The match between Manchester United and Stoke City promised to be one of the most interesting tactical battles of the weekend, with two predictably different approaches. There were even some doubts as to whether Manchester United would be able to counter Stoke's aerial threat.
The most obvious way (and a cliché by now) of telling Stoke City apart from almost every other team is by analysing the passes in the attacking third. With Peter Crouch on his side, Tony Pulis doesn't have any second thoughts about whether to stick to route one football, even more so against stronger opponents. As for United, their intricate passing eventually worked out and ended up determining the result.
|Passes in the attacking third|
Stoke's approach was rather simple - but effective: get the ball out to Crouch (particularly on Ferdinand's side), who would then flick it onto Kightly or Walters - Crouch's knack at linking up play is often underrated. Most likely aware of both Ferdinand and Evans' difficulties in the air and Scholes and Carrick's lack of pace to win second balls back, the away team insisted on executing that play time and again. Pulis' men would remain compact in a 4x1x4x1 - not too withdrawn, unexpectedly - and sought to pounce on United when they tried to bring the ball into the centre, and break quickly.

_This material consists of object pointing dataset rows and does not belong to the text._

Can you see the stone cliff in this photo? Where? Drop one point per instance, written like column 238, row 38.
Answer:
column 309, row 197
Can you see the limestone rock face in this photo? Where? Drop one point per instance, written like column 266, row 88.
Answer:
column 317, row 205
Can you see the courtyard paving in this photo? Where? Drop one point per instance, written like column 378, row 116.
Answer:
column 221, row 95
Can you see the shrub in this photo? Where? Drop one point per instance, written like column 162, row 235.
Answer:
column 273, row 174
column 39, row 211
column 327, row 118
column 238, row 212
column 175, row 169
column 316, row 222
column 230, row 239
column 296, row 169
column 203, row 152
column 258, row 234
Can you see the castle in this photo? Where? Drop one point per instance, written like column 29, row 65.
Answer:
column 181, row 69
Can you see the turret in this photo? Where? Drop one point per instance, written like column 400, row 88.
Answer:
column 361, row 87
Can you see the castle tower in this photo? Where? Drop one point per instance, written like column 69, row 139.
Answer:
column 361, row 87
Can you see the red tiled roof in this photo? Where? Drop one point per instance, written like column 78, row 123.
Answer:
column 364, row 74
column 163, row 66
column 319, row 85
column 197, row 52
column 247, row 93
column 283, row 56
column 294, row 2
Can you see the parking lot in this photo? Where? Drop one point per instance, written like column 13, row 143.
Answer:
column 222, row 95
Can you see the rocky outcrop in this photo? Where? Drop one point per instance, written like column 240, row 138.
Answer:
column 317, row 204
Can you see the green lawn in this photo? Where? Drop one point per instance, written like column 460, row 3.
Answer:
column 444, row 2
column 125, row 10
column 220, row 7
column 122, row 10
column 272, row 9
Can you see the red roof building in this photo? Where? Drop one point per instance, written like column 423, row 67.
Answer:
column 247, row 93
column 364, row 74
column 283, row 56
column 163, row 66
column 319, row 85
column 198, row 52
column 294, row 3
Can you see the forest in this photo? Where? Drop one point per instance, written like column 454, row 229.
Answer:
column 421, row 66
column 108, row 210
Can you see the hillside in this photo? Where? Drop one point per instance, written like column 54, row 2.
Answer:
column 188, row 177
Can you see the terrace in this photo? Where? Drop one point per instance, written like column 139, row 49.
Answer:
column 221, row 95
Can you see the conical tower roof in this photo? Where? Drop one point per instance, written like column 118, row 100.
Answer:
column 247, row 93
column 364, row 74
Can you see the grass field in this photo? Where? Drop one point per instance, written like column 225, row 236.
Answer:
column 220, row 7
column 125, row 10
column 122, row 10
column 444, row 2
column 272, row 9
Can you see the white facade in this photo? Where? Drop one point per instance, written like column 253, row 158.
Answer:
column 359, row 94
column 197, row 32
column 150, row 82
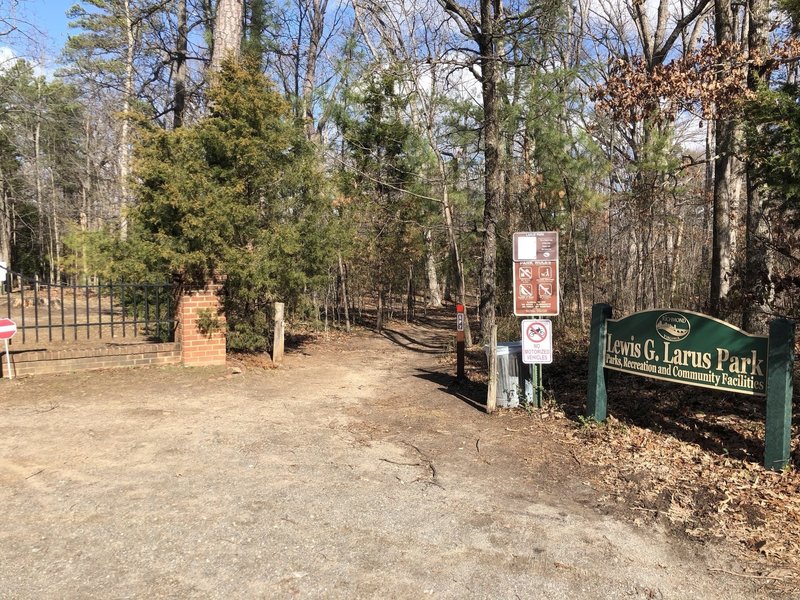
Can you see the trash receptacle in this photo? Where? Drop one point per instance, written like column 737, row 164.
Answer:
column 513, row 376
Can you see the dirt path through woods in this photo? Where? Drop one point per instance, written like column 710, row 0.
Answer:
column 351, row 472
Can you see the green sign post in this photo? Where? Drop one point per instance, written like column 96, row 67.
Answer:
column 695, row 349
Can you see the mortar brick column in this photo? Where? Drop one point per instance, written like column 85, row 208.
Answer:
column 200, row 349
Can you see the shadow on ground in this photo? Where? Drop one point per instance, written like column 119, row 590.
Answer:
column 467, row 391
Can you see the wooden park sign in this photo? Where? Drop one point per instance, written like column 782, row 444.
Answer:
column 695, row 349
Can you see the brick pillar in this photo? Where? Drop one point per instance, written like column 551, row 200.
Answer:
column 200, row 349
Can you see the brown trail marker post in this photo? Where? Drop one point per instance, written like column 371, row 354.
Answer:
column 277, row 339
column 460, row 316
column 491, row 395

|Stoke city's tackles and interceptions, mainly down the left.|
Besides, with Valencia and Welbeck lingering up front and Rooney higher than usual, Stoke's wingers came inside at will, confusing even further United centre-backs. In fact, just before Sir Alex Ferguson's charges equalised, Stoke City could have gone two goals up and hardly anyone would be surprised. While they enjoyed only 36% of possession, they were much more incisive for the better of the first half.
Manchester United started to pick up their stride when their attack became more fluid. With Van Persie, Rooney and Welbeck on the side, the three of them may exchange positions almost at will, something that they failed to do for 30 minutes. Van Persie gave the example by drifting more and more to the left, leaving the middle for Rooney to come up from behind, which would end up yielding the first goal.
|Van Persie and Rooney's passing chalkboards|
These three players would end up scoring and providing the assists for every Manchester United goal (except Valencia's assist for Van Persie' goal). Of these, the Dutch forward was the most dangerous and harder to mark, since he kept wandering through various positions, forcing his team-mates to seek other areas. Welbeck proved once again he is better when coming inside and Rooney proved once again that he is an all-around player, with the talent to play anywhere he wants.
There is still time for one final thought for each team. Stoke City's second goal showed once again that Manchester United have to address the need for a better, more competitive defensive player in their midfield and to work on covering their frailties down the middle - Stoke's second goal is oddly similar to how Tottenham destroyed United a few weeks ago. As for Stoke, while this approach may bear fruits against stronger opponents, a more elaborate plan will be needed if they are to climb up the table.